Maeterlinck reproche au théâtre classique et réaliste l’analyse psychologique et
la rationalité, au théâtre romantique l’éloquence et l’agitation. Ses concepts
révolutionnaires touchent, certes, à l’objet et à la finalité mêmes du théâtre. Il propose
de supprimer l’anecdote, d’effacer les mobiles apparents, de remplacer le théâtre
d’action par un théâtre de situation et de l’attente qui renonce à l’action extérieure
proprement dite pour l’intérioriser, un théâtre construit sur la dimension métaphysique
de l’existence. Le théâtre d’action bâti sur des intrigues classiques a un caractère
emphatique : les incestes, les trahisons et les empoissonnements sont des topoï
raciniens anachroniques qui ne rendent plus la condition humaine contemporaine.
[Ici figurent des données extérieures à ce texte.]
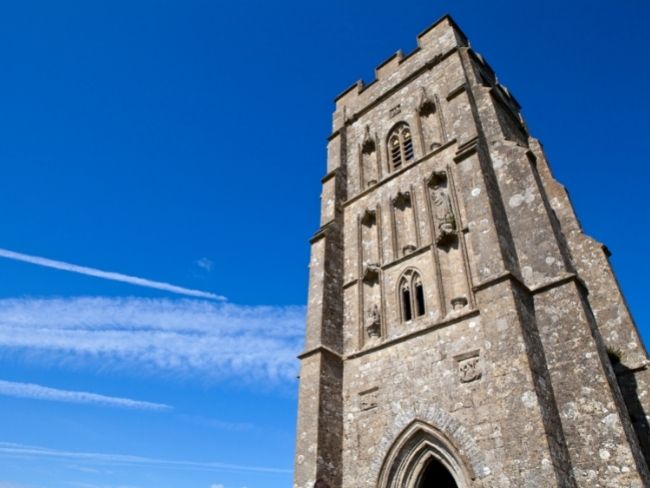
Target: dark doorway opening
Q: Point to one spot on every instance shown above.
(436, 476)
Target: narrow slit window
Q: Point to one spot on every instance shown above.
(411, 296)
(408, 146)
(406, 304)
(419, 299)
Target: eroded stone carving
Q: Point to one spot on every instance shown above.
(402, 199)
(371, 272)
(373, 326)
(368, 144)
(469, 369)
(458, 303)
(442, 209)
(368, 399)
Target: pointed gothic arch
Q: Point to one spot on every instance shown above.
(411, 295)
(423, 457)
(399, 145)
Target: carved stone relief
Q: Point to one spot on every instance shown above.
(368, 399)
(373, 324)
(404, 224)
(369, 160)
(469, 367)
(443, 211)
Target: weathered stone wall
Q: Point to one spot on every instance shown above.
(454, 301)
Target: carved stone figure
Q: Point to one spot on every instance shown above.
(443, 214)
(469, 370)
(374, 322)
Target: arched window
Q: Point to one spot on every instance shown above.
(411, 296)
(400, 146)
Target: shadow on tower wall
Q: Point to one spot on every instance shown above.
(626, 378)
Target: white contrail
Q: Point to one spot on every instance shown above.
(38, 392)
(174, 335)
(12, 449)
(107, 275)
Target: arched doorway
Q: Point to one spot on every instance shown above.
(435, 475)
(423, 457)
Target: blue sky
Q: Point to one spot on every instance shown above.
(183, 143)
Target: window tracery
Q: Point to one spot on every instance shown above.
(411, 294)
(400, 146)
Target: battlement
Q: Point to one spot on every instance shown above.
(439, 38)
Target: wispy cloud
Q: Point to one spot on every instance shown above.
(11, 484)
(93, 458)
(217, 424)
(38, 392)
(107, 275)
(213, 340)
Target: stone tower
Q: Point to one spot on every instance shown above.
(462, 330)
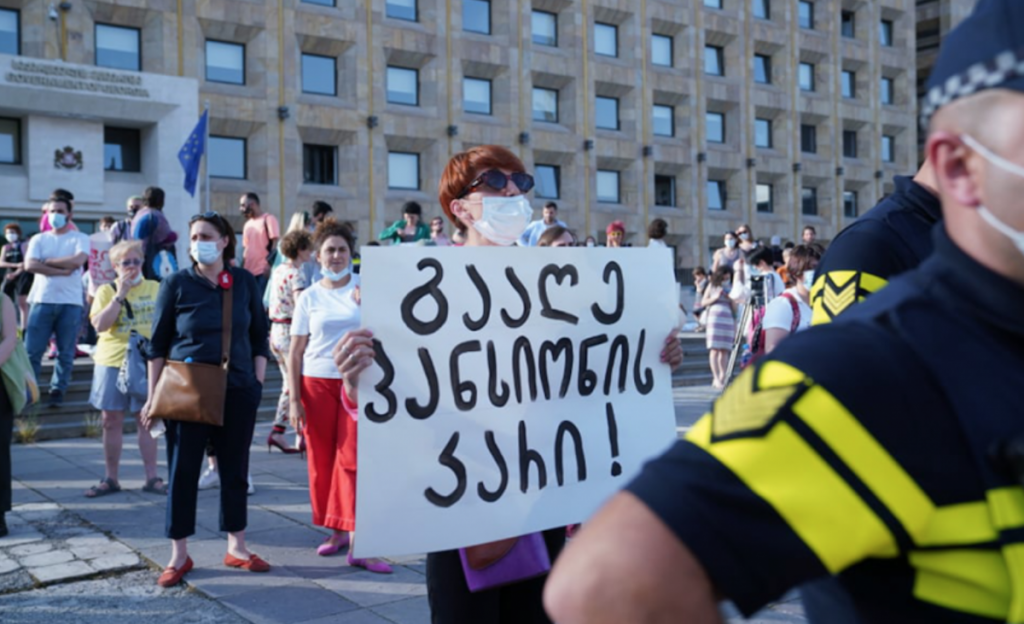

Maeterlinck propose le concept de drame statique (où tout entre dans le silence) qui
présente des situations ordinaires afin de donner l’occasion de réfléchir plus
profondément sur le simple fait quotidien de vivre, fait pourvu d’une immanence
tragique, et de laisser dialoguer l’âme avec sa destinée :
Il s’agirait plutôt de faire voir ce qu’il y a d’étonnant dans le fait seul de vivre. Il s’agirait
plutôt de faire voir l’existence d’une âme en elle-même, au milieu d’une immensité qui
n’est jamais inactive. Il s’agirait plutôt de faire entendre, par-dessus les dialogues ordinaires
de la raison et des sentiments, le dialogue solennel et ininterrompu de l’être et de sa
destinée. (Maeterlinck, 1997 : 894)
Il m’est arrivé de croire qu’un vieillard assis dans son fauteuil, attendant simplement sous
la lampe, écoutant sans le savoir toutes les lois éternelles qui règnent autour de la maison,
interprétant sans le comprendre ce qu’il y a dans le silence des portes et des fenêtres et dans
la petite voix de la lumière, subissant la présence de son âme et de sa destinée, inclinant un
peu la tête sans se douter que les puissances de ce monde interviennent et veillent dans la
chambre comme des servantes attentives, ignorant que le soleil lui-même soutient au-dessus
de l’abîme la petite table sur laquelle il s’accoude et qu’il n’y a pas un astre du ciel ni une
force de l’âme qui soient indifférents au mouvement d’une paupière qui retombe ou d’une
pensée qui s’élève, – il m’est arrivé de croire que ce vieillard immobile vivait, en réalité,
d’une vie profonde, plus humaine et plus générale que l’amant qui étrangle sa maîtresse, le
capitaine qui remporte une victoire ou l’époux qui venge son honneur. (Maeterlinck, 1997 :
897).
Il n’y aura donc pas un monde réel gouverné par des appétits humains
avilissants (ambition, argent, adultère, ménage à trois, jalousie, meurtre dramatiques,
etc.), bref tout un « bric-à-brac » passionnel et psychologique, mais du contingent
tragique. L’âme s’éveille et se connaît dans la simplicité du contingent et non pas dans
des situations-limites. Maeterlinck trouve l’expression accomplie de son credo
dramatique dans le théâtre de Shakespeare :
[…] le chant mystérieux de l’infini, le silence menaçant des âmes ou des Dieux, l’éternité
qui gronde à l’horizon, la destinée ou la fatalité qu’on aperçoit intérieurement sans qu’on
puisse dire à quels signes on la reconnaît (Ibidem, 894).